Reynolds, `Aukai. 2006. “Native Hawaiian Data Book.” Office of Hawaiian Affairs. (http://www.oha.org/index.php?option=com_content&task=view&id=102&Itemid=178).
The OHA’s report summarizes reports from The Kamehameha Schools, Policy Analysis and System Evaluation (PASE); the State of Hawai’i Dept. of Health, Dept. of Public Safety, Dept. of Hawaiian Homelands, Dept. of Business, Economic Development & Tourism; University of Hawai’i, US Dept. of Commerce, and the US Census Bureau.
It contains detailed information on the Native Hawaiian population, but with a few exceptions, it does not provide much comparative information with the rest of the state or nation. Given the small percentage of the population Native Hawaiians comprise, overrepresentation of Native Hawaiians in the service and retail industries is implied by the high concentration of the native population in those industries.
There are approximately 401,162 Native Hawaiians in Hawaii and the continental US, with about 60% (239,655) Native Hawaiians residing in the State of Hawaii. According to the report, population forecasts predict that while the state population continues to increase, the Native Hawaiian population is slowly decreasing. The cause is allocated to the increasing cost of living and limited economic opportunities.

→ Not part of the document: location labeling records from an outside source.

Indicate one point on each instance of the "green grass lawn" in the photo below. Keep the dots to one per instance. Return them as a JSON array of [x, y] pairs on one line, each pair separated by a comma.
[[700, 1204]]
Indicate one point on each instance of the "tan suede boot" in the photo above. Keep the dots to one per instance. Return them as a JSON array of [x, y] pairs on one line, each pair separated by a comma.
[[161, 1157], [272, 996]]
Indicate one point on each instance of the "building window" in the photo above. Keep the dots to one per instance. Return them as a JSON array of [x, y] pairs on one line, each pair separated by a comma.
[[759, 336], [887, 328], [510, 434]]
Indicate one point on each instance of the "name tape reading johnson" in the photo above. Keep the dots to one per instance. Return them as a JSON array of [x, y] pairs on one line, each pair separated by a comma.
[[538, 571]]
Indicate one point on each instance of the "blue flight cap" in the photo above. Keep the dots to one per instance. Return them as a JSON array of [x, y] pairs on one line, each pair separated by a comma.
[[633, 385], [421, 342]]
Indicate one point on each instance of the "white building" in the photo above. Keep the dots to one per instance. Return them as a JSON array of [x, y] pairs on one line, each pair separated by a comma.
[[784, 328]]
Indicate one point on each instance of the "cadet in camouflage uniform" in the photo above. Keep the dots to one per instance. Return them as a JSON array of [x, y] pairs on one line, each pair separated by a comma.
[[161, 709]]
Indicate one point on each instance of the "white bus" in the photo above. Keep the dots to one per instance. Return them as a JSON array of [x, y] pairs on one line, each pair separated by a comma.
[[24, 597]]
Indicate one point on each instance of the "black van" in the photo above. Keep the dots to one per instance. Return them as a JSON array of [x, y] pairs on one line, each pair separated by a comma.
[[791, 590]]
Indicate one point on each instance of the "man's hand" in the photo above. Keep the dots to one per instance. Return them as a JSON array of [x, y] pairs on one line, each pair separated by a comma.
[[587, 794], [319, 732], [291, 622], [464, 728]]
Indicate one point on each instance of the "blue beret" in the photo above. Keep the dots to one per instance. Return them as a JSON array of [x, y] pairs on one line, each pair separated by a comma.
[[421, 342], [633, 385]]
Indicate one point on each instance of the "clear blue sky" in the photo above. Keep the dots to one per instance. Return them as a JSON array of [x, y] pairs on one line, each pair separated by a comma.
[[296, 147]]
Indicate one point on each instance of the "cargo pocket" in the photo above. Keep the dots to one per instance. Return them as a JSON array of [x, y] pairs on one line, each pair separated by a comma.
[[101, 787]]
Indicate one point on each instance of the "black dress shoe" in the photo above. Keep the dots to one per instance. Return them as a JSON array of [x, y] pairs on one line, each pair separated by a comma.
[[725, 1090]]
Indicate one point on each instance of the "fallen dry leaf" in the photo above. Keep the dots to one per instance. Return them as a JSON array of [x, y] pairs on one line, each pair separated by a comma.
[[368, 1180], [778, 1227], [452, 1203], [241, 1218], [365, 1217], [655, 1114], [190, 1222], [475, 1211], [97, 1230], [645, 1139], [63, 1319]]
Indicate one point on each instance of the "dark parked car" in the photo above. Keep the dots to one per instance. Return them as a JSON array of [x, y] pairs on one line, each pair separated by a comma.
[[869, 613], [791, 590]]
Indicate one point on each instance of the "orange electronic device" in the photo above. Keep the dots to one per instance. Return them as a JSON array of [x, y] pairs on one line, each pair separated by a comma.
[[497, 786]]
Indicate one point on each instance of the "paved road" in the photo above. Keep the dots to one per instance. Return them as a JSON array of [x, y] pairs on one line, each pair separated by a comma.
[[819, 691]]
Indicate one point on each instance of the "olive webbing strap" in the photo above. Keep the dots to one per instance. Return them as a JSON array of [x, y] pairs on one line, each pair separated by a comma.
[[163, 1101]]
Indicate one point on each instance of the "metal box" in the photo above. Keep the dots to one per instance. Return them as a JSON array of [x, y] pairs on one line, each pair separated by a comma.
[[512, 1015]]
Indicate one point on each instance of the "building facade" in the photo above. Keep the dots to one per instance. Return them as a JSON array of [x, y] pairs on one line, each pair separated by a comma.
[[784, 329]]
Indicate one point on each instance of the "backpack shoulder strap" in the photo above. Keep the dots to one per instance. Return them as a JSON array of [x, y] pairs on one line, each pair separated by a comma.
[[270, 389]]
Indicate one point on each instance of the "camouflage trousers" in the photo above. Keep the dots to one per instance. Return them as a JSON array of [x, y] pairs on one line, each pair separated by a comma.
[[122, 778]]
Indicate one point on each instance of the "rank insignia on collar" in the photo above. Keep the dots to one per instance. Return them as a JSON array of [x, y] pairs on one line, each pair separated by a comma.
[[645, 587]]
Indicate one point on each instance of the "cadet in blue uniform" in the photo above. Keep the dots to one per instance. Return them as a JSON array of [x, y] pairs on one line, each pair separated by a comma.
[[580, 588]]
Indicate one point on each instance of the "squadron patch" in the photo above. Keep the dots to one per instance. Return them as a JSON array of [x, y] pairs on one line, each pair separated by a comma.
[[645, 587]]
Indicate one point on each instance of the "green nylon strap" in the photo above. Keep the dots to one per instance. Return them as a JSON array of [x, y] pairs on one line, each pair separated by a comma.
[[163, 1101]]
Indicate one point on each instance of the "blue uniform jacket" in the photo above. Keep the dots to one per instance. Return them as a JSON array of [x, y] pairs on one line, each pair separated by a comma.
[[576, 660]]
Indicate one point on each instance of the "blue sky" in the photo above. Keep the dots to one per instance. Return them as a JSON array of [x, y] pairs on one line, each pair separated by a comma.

Statewide, 62% of Native Hawaiians living in Hawaii have annual household incomes under $50,000. On the island of Molokai, 43% of Native households have incomes under $24,000 and 75% of households with incomes under $50,000. Oahu and Maui have the largest percentages of households with income over $50,000 (49% and 48% respectively). According to the data in the report’s “Human Services” section, in 1999 Native Hawaiian-headed families have a poverty rate of 14.1%. – and 31.3% in households headed by a female Native Hawaiian-headed household with no husband present. This is well above the national poverty rates for whites (Social Solutions to Poverty, Scott Myers-Lipton, 2006).
While Native Hawaiian males and females over the age of 16 have, on average, a higher rate of employment than the US average (approximately 72% and 65% respectively), they also are more likely to be unemployed compared with those on the continental US. Most Native Hawaiians are employed in the private sector as salaried workers. The second largest segment of Native Hawaiians is employed as government workers. Compared with the rest of the US population, Native Hawaiians are less likely to be employed in managerial and professional occupations (25% of Native Hawaiians compared with 34% of the rest of the US population).
Close to half (44%) of the population is employed in the service industry (Business Services, Accounting, Amusement & Recreation, and Personal Services). Other industries include retail (11%) and construction (7%). The report concludes that an increase in the number of Native Hawaiian-owned businesses is necessary to increase the wealth of Native Hawaiians.